München Hebt die Lebensgefährtin des Erblassers zu dessen Lebzeiten Geld von seinem Konto ab, muss sie diese Beträge später nicht an die Erben herausgeben. Voraussetzung ist, dass der Erblasser keine Einwände gegen die Abhebungen erhoben hat.

Bargeldbeträge, die zu Lebzeiten des Erblassers mit seinem Einverständnis abgehoben wurden, müssen nicht an die Erben zurückgezahlt werden. Das entschied das Landgericht München I (Aktenzeichen: 34 O 25145/09), wie die Arbeitsgemeinschaft Erbrecht des Deutschen Anwaltvereins (DAV) mitteilt.

Im verhandelten Fall war der Erblasser nach einem Schlaganfall zu 100 Prozent schwerbehindert und pflegebedürftig. Allerdings war er nach wie vor geschäftsfähig, und es wurde kein gesetzlicher Betreuer bestellt. Die Lebensgefährtin hob noch zu seinen Lebenszeiten Barbeträge von seinem Konto ab. Das Geld wurde verbraucht. Nach dem Tod des Mannes forderten die Erben diese Beträge von der Lebensgefährtin zurück.
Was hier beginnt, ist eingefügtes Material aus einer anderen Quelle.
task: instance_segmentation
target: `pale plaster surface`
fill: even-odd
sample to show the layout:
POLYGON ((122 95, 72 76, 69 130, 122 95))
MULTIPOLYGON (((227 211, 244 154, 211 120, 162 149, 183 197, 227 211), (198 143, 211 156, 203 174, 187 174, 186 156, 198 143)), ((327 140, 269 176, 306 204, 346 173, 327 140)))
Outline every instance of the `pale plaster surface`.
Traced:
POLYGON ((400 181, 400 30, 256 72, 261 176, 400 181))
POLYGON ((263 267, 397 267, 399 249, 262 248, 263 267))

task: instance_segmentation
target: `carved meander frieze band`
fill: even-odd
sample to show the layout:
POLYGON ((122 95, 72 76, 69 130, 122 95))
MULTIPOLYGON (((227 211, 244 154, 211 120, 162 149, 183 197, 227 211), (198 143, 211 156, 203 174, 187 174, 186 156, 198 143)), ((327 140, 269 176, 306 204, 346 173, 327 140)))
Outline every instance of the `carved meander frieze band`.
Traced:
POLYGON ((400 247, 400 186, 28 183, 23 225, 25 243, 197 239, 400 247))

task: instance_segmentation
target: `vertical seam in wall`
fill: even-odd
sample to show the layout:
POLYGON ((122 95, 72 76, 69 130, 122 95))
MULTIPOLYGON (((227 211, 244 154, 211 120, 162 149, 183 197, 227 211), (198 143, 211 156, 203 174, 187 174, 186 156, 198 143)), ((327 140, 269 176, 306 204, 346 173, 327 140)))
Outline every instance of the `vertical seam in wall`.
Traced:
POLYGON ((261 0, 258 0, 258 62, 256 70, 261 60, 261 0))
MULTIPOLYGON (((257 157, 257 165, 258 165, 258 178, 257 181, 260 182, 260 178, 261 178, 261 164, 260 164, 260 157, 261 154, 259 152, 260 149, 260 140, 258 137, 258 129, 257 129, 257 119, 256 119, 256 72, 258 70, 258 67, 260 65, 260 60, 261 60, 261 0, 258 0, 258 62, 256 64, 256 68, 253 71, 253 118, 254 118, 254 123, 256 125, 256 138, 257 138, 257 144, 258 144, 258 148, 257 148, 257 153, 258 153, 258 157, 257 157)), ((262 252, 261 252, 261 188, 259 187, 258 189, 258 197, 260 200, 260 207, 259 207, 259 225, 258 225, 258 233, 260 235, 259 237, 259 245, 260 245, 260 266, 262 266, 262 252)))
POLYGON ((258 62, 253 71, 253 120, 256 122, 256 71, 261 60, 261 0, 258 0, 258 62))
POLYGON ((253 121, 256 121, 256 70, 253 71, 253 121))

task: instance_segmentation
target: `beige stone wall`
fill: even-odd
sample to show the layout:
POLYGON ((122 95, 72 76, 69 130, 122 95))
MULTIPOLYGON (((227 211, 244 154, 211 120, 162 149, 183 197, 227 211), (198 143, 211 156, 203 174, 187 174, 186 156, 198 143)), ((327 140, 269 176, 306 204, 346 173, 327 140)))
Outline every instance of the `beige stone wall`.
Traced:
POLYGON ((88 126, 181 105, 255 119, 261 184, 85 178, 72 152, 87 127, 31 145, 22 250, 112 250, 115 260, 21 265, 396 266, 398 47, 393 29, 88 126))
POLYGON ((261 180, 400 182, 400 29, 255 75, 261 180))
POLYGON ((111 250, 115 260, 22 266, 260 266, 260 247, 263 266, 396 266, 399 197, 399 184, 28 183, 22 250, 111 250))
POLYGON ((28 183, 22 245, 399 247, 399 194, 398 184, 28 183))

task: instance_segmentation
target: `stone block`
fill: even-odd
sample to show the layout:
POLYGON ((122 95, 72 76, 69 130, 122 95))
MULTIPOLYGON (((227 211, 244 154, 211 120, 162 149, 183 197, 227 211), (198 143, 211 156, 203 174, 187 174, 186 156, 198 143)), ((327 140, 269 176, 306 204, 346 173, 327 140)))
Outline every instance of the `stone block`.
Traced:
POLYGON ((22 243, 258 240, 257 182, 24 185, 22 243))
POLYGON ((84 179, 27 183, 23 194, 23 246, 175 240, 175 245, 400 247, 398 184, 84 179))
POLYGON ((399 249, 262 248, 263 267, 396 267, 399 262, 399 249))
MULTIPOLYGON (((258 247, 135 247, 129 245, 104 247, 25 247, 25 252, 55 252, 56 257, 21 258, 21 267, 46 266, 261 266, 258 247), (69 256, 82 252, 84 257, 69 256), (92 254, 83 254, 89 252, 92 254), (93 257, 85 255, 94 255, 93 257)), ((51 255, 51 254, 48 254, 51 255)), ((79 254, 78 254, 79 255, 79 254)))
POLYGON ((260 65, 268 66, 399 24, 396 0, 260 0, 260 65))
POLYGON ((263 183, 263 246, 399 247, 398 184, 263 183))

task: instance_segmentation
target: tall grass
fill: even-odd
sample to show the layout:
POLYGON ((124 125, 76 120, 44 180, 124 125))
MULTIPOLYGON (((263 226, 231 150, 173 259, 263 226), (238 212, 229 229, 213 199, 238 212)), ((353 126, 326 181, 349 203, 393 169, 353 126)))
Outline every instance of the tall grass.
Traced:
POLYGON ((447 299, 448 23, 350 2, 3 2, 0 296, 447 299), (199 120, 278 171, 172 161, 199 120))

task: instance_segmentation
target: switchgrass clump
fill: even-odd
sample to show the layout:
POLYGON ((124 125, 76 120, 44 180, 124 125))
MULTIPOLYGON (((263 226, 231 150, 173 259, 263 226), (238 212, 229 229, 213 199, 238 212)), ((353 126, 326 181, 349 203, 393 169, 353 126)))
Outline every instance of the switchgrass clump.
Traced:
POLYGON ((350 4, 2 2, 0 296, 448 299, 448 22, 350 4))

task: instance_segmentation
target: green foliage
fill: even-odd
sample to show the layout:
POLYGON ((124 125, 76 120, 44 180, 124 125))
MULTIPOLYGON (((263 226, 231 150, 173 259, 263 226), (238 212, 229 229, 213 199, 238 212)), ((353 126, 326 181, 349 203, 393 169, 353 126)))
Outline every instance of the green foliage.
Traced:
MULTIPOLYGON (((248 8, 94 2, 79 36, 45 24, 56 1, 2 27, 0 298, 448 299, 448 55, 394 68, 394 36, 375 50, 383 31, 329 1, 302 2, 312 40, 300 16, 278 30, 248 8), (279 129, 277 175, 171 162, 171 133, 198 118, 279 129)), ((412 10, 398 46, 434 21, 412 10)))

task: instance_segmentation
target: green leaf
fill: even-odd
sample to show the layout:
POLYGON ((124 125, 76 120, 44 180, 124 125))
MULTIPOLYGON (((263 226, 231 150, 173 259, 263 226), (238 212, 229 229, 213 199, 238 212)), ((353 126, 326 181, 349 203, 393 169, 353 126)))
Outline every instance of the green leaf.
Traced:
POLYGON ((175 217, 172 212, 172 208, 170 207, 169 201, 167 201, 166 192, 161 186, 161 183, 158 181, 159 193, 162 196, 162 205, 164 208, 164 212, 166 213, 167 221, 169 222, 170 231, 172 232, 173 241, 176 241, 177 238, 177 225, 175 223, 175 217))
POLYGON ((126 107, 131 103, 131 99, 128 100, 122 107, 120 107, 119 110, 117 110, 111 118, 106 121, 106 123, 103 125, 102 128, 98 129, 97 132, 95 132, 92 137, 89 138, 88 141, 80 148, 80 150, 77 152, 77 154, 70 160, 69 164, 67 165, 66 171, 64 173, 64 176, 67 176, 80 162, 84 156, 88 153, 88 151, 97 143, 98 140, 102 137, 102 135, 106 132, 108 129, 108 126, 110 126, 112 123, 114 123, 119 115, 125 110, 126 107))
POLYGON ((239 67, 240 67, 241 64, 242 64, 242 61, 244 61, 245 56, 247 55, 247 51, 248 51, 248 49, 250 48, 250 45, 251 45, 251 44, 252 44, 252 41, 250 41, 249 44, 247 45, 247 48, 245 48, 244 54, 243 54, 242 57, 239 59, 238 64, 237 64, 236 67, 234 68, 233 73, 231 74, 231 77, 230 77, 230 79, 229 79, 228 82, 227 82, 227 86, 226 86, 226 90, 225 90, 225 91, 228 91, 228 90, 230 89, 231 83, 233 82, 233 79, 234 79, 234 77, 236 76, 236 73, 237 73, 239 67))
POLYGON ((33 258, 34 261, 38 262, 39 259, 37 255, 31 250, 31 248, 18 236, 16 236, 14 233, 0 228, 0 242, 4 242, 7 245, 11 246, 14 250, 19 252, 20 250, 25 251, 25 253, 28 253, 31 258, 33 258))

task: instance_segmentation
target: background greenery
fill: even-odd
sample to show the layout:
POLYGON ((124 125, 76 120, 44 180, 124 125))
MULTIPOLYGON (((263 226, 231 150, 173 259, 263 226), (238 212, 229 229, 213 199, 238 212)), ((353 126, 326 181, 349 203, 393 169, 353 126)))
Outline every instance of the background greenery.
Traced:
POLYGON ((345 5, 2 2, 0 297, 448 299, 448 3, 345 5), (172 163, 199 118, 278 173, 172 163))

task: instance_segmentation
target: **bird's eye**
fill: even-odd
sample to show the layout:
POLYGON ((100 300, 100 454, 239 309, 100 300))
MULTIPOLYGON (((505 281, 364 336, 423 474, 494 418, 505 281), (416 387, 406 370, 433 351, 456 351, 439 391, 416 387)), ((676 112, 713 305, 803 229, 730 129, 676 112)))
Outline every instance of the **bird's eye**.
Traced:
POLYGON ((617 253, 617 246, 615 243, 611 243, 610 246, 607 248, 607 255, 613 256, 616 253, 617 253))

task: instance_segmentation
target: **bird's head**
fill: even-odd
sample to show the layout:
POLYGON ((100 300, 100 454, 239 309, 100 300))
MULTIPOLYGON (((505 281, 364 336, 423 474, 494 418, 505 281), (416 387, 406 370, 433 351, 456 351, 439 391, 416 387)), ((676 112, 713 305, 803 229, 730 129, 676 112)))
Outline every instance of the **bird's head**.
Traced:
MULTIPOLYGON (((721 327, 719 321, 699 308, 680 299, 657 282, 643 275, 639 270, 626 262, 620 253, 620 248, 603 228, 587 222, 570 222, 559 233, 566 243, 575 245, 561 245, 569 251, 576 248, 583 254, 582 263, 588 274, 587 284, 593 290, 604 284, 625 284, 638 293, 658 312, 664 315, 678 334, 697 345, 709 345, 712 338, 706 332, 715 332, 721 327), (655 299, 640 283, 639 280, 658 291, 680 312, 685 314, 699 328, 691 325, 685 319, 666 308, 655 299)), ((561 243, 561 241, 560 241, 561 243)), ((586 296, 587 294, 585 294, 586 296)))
Das wies das Gericht zurück. Nach Auffassung der Richter ist entscheidend, ob der Erblasser mit den Abhebungen einverstanden war. Im vorliegenden Fall habe dieser keine Einwände erhoben. Auch der Umstand, dass er zu 100 Prozent schwerbehindert und pflegebedürftig gewesen sei, ändere daran nichts. Er sei nach wie vor geschäftsfähig gewesen. Er habe also noch selbst entscheiden können, ob die Abhebungen rechtmäßig waren oder nicht.